Management gurus and survivorship bias
Management gurus in the business of developing general business principles from the past performance of companies become a victim of this bias as well. Most such gurus only look at companies that have survived and not the ones that went bust. This leads to its own set of problems. A great example of this is the famous management book In Search of Excellence written by gurus Tom Peters and Robert Waterman, the go-to book for managers for many years. The book offered management lessons from 43 outstanding corporations of its time.
The trouble is that their performance turned out to be the luck of the draw more than anything else. As Harford writes: “If they really were paragons of brilliant management, then one might have expected their success to last. If, instead, they were the winners of an invisible lottery, the beneficiaries of largely random strokes of good fortune, then we would expect that the good luck would often fail to last. Sure enough, within two years, almost a third of them were in serious financial trouble.” This was survivorship bias at work.
If Peters and Waterman had waited a few more years and written the book, many of their original companies wouldn’t have made it to the list, and some others might have. To be fair, while I use the example of Peters and Waterman here, many other business gurus have become victims of survivorship bias over the years as well.
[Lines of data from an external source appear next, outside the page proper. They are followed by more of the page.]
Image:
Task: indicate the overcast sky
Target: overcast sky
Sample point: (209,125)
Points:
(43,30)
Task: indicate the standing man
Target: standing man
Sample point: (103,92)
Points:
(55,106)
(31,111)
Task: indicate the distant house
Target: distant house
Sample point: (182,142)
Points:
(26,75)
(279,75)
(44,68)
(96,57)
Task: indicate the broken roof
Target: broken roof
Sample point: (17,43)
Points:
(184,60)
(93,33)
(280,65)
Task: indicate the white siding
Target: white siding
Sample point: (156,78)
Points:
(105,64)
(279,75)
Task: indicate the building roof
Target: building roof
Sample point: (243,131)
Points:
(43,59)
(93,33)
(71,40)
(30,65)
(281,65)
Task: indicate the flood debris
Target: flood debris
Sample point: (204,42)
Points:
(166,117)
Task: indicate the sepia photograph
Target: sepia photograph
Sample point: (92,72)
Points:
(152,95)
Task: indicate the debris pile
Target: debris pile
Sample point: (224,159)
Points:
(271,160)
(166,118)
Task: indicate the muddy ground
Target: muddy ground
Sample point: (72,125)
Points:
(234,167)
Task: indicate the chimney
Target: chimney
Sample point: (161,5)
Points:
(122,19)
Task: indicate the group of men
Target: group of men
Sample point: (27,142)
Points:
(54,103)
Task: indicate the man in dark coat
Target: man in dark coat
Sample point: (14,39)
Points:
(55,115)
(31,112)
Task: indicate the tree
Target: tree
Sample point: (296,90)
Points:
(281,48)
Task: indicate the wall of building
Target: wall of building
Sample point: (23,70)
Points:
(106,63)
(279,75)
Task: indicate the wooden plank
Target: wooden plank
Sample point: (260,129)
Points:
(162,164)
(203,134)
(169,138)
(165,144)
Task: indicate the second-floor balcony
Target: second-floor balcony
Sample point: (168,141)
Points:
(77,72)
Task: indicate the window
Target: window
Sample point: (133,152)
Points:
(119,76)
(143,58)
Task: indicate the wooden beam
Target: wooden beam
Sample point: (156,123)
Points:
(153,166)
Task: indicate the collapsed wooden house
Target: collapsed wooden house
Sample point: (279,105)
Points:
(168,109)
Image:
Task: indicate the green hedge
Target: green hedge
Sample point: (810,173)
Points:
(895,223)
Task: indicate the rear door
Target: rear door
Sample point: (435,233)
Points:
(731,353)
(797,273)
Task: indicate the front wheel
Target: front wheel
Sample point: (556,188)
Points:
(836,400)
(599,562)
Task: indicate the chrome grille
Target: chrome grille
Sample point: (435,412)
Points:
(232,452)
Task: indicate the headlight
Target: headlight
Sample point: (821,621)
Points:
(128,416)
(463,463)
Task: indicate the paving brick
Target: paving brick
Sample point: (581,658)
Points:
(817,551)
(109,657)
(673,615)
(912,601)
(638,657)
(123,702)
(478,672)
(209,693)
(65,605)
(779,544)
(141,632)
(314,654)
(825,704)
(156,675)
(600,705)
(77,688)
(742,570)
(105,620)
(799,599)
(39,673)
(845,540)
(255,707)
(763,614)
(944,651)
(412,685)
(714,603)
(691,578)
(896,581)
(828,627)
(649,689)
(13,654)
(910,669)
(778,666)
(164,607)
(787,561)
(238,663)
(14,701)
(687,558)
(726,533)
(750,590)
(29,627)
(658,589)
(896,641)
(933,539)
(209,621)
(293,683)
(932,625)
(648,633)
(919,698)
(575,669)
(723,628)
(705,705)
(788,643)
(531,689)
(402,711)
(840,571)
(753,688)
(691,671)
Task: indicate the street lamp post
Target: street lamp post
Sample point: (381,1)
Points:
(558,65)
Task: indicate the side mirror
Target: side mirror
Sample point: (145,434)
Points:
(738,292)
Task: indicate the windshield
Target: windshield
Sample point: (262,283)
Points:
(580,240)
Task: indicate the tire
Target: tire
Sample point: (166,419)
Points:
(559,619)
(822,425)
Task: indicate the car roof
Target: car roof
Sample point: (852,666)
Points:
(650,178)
So what does this tell us?
As individuals, we have limited experience and understanding of most things. But that doesn’t stop us from pontificating based on our own limited experience. The rise of social media has made this very easy. The trouble is that while one may not be the pontificating type, one easily falls victim to what other pontificating types are saying, at any given point of time, based on their limited experience and the echo chamber they belong to.
So, how do we solve this problem and not become victims of survivorship bias? By trying to understand the different sides to any issue before commenting on it? But that’s not feasible at all. Given that there are only 24 hours in a day and so many things that need to be done, it is important to choose the most critical issues and try and understand them well enough. Being selective is the need of the hour. Also, one need not have a view on everything. You don’t need an audience for everything that is going on inside that great mind of yours. How does that help in any way?
And when it comes to investing, it is most important to be aware of the different kinds of survivorship bias that exist to avoid getting financially conned. But, of course, given the deluge of information out there, the chances of getting intellectually conned continue to remain high. Hence, one can only prepare oneself and hope for the best.